Previously, we'd intended on entering Mongolia from the north, around lake Baikal. We'd sell our car, perhaps in Irkutsk, and then ride our bikes across the border. However, this idea is currently fraught with numerous logistical issues. The more research I do about Mongolia, the more I become aware that we've messed up our seasons yet again.
We're too slow. If we stick to the "plan", by the time we start cycling there it will be well into September. We'd finish in October when there will most likely be snow and temperatures well below freezing. Tyler doesn't seem to care, saying things like, "Well, we'll cross that icy, raging river when we get to it!"
In some ways, he is right. I've learned that most places aren't intimidating or extreme once you "get to know them" (driving across big bad Siberia is actually quite easy, and I feel confident that doing on bikes wouldn't be so tough either). And yet, I don't think we should take Mongolian winter lightly.

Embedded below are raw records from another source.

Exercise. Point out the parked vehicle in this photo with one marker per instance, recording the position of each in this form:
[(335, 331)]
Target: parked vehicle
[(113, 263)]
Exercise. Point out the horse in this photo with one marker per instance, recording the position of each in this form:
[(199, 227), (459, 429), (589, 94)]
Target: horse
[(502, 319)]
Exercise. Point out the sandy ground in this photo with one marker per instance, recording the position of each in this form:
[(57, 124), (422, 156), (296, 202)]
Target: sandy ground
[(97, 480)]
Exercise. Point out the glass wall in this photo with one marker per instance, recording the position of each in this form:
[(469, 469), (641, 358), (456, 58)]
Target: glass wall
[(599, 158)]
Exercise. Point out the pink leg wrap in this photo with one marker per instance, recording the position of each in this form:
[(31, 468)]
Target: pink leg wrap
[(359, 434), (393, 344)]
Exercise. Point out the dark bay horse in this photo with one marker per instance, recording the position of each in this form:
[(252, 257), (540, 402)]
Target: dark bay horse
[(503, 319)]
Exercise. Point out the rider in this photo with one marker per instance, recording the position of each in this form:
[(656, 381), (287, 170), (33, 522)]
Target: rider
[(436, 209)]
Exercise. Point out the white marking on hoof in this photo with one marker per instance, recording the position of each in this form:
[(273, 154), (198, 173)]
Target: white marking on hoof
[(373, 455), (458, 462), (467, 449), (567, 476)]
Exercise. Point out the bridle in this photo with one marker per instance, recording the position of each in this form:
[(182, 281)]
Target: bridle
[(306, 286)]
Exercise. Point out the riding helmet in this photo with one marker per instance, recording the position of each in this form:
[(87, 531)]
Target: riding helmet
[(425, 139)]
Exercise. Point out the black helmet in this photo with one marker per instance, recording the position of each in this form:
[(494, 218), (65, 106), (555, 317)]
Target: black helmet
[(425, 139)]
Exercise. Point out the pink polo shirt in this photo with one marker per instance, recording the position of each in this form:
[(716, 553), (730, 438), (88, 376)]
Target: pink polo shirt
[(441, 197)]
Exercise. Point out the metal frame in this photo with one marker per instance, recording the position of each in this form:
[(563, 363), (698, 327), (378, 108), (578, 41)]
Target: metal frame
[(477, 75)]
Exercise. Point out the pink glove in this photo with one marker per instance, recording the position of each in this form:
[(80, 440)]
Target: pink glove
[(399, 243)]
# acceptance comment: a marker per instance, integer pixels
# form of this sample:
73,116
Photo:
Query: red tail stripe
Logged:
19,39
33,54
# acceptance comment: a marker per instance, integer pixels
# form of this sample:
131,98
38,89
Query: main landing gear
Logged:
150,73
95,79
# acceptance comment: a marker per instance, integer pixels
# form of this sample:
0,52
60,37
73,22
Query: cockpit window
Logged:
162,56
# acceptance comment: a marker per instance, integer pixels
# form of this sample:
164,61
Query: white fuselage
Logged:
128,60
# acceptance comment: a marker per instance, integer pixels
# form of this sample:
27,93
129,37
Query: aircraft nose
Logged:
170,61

I know there are people out there who cycle in winter for long periods of time. I'm not sure I want to. For now, a January ride in the mountains of southern Italy is about as wintry as I get on a bicycle. I know I could do it, and I know we would survive, but I'm not sure I would enjoy myself very much. I've gotten "HARDCORE!" but I'm not sure I'm that extreme. I really don't know.
For me, Mongolia remains a conundrum. Tyler is, as always, unconcerned.
I'm a little disappointed that we're "behind," but I am overwhelmingly glad we took it really slowly, giving us time to have some truly rich experiences we wouldn't have had otherwise. Some of my favorite things happened simply because we were able to remain so flexible! Things like making dear friends in Munich, spending time with them in Berlin, visiting the Arctic Circle, and meeting some awesome Finns.
So, I had a bit of an ah-ha moment as I looked at the map this morning. Why not drive through Mongolia? Why not take this beautiful road all the way to the border and see if they won't let us into their country? This simple little plan would single-handedly wipe out a good deal of our major "unknowns" and fit very nicely into our lives.
And thus, as we packed up from our hotel and left crowded Novosibirsk, driving towards the Altay, we talked about my idea and made a tentative plan. We're not going to backtrack if we don't have to. We'll cross the border, hope they won't want a carnet de passage (reports vary on this subject) and drive to Ulaan Bator.
Selling the car is tricky in Mongolia (well, it's tricky everywhere) so we'd simply exit the country, and do it near Irkutsk as planned. After all, we have multi-entry visas and we might as well use them! Tentative plan under our belts, I felt a lot more relaxed, able to focus on the scenery around us. No mountains yet, but rolling green hills and the golden light of late afternoon.
When it was time to settle down, we drove along country roads past farmer's fields until we found the right place.
Safely in our tent, yellow leaves tumbled down to meet us. It is, without a doubt, autumn in Siberia.